The Consumer Financial Protection Bureau is turning into the Corporate Financial Protection Bureau. President Trump’s C.F.P.B. has not only ceased to pursue its mandate; it has taken the unprecedented step of unwinding prior victories — even in cases brought during Mr. Trump’s first term.
These moves, accompanied by the blatant corruption being encouraged by this administration, send a clear message: Lawbreaking is tolerated, and the interests of banks, tech companies and the richest financial companies in the world are paramount.
Thanks to Elon Musk’s foot soldiers from the so-called Department of Government Efficiency, the bureau’s Washington offices have gone dark. While the courts have so far thwarted efforts to lay off nearly all its employees, a vast majority have been sent home in the interim, and many functions of the C.F.P.B., the only federal consumer financial law enforcement agency, have shut down. As of March, the agency’s consumer complaint process — which helps Americans resolve problems with their banks, mortgage lenders and student loan servicers — was backlogged with more than 16,000 consumer complaints.
There is one part of the organization that is functioning: the fief consisting of the C.F.P.B.’s acting director, Russell Vought, and chief legal officer, Mark Paoletta, its top two Trump appointees. Now the agency is not only handing out what amounts to corporate pardons to the likes of big banks and massive mortgage lenders, but it is also working to reopen already settled cases. Disturbingly, in some cases, the agency is trying to pull back or has pulled back redress and penalties that would have otherwise gone to Americans.
Last week the Trump administration, without explanation, quietly terminated a settlement with Toyota Motor Credit. In 2023 the company agreed to pay $60 million, including $48 million in consumer compensation, for preventing car buyers from canceling unwanted products. That effort included sending over 100,000 of them to a Kafkaesque hotline designed to thwart them from canceling, refunding the wrong amounts and tarnishing their credit reports with false information. A few days later, the agency also reduced the penalties faced by Wise, a payment company that was found to have deceived its customers, to about $45,000 from over $2 million.
Victories stemming from cases filed in Mr. Trump’s first term are also being gutted. In a suit that was filed and litigated in 2017 and continued under President Joe Biden, the C.F.P.B. won a settlement from the National Collegiate Student Loan Trusts, which was charged with collecting on student loans it couldn’t prove it owned. When the company’s investors objected to the settlement, Mr. Trump’s second-term C.F.P.B. initially defended it, only to inexplicably dismiss the case, settlement included, in April. The agency has also asked a court to undo a settlement already paid by a mortgage company that was charged with discriminating against Black borrowers — a case also initiated in the first Trump administration.

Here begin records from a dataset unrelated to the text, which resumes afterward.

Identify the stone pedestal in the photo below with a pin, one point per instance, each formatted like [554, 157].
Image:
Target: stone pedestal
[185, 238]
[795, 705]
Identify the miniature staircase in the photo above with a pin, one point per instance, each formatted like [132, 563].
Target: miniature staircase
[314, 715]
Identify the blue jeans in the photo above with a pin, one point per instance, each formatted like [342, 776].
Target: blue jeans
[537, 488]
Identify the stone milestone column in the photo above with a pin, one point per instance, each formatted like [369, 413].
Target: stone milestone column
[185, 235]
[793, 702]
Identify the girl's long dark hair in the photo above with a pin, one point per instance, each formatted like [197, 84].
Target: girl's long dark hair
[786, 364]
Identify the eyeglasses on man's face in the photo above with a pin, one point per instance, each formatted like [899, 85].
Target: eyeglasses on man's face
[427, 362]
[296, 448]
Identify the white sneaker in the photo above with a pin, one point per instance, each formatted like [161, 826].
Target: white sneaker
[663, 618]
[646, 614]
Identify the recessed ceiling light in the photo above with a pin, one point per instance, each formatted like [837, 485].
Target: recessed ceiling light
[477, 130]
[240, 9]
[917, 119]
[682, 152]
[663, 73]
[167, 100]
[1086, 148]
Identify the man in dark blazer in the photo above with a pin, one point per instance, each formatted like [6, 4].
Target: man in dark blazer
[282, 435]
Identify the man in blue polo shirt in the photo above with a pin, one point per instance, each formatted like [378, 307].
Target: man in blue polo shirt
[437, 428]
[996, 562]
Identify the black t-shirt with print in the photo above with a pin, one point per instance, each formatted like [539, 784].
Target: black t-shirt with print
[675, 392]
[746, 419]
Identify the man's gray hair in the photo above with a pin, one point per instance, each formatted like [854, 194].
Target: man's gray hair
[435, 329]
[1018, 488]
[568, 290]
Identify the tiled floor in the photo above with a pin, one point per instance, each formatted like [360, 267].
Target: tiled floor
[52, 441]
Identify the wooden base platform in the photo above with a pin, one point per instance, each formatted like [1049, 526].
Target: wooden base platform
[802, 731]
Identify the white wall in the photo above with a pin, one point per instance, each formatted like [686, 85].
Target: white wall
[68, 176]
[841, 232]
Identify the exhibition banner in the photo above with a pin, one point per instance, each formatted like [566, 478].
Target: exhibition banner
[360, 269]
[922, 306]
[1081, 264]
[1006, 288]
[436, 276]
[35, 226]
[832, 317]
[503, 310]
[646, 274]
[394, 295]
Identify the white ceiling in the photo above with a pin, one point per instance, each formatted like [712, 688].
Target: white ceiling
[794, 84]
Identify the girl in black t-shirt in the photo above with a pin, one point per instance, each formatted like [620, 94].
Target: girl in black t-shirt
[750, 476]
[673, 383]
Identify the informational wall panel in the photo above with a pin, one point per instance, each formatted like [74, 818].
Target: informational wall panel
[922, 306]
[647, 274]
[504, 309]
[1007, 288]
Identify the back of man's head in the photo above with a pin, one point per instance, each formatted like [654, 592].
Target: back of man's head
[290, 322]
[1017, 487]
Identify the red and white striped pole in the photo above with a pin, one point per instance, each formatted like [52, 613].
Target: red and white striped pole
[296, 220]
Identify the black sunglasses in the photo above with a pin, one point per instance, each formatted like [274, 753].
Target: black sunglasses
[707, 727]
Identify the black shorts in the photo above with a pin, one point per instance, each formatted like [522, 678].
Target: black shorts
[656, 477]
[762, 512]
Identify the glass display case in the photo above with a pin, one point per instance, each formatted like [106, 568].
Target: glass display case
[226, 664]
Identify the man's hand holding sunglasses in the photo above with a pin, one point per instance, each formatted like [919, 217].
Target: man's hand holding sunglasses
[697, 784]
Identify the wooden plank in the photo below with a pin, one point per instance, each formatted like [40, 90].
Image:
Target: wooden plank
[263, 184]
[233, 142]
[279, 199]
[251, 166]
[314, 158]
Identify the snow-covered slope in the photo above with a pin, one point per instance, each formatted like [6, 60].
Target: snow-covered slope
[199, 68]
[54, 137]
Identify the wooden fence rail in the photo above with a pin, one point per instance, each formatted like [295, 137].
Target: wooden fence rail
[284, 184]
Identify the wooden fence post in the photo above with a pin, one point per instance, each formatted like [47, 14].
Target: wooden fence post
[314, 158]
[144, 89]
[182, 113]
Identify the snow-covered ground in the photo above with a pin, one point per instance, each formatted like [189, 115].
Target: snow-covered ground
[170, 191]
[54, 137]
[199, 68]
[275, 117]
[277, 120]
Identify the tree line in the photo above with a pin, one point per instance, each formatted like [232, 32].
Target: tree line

In virtually all cases, it will not be possible for a court to undo the agency’s actions. That means people may never be compensated for the harm they suffered. The Trump administration’s role in allowing companies to walk away from settlements they already agreed to has troubling implications. If administrations can simply undo prior settlements, it could be open season for corporate misconduct.
In addition to blowing up settlements, the Trump administration has dropped at least 21 enforcement actions that were pending in federal court, many of them against the nation’s largest companies. The dismissals include a lawsuit against TransUnion, one of the nation’s largest credit reporting companies, accusing it of violating a law enforcement order and using deceptive tricks and manipulative processes on its website to dupe customers into signing up for costly credit-monitoring services. A case was also thrown out against three of the largest banks in the United States — JPMorgan Chase, Wells Fargo and Bank of America — that accused them of rushing the Zelle payment network to market without adopting reasonable fraud-prevention measures, even though they knew consumers were losing hundreds of millions to fraud on the network.
In the nearly 14 years that the C.F.P.B. has been in existence, it has returned more than $21 billion to Americans while operating on a budget of a small fraction of that amount. And while C.F.P.B. directors have championed different priorities from administration to administration, the general ethos has always been to fairly enforce the law. In the past four years, the C.F.P.B. took on some of the biggest banks and tech companies. It secured orders requiring companies to pay more than $6.5 billion to people who, for example, were charged illegal junk fees by their banks, service members saddled with predatory loans and older Americans whose mortgage servicer wrongly convinced them they could lose their homes. The agency also imposed on all defendants from 2021 to 2024 around $3.5 billion in penalties to deter lawbreaking — money that goes into a fund for victims of corporate misconduct nationwide.
The Trump administration’s actions to effectively pardon corporate wrongdoers set a dangerous precedent for the fair administration of law in our country. If corporate agreements with the federal government to change illegal practices and redress victims can be wiped away behind closed doors, then those agreements will soon have no meaning at all.
Eric Halperin is a former director of enforcement at the Consumer Financial Protection Bureau and is a visiting senior fellow at the Consumer Federation of America.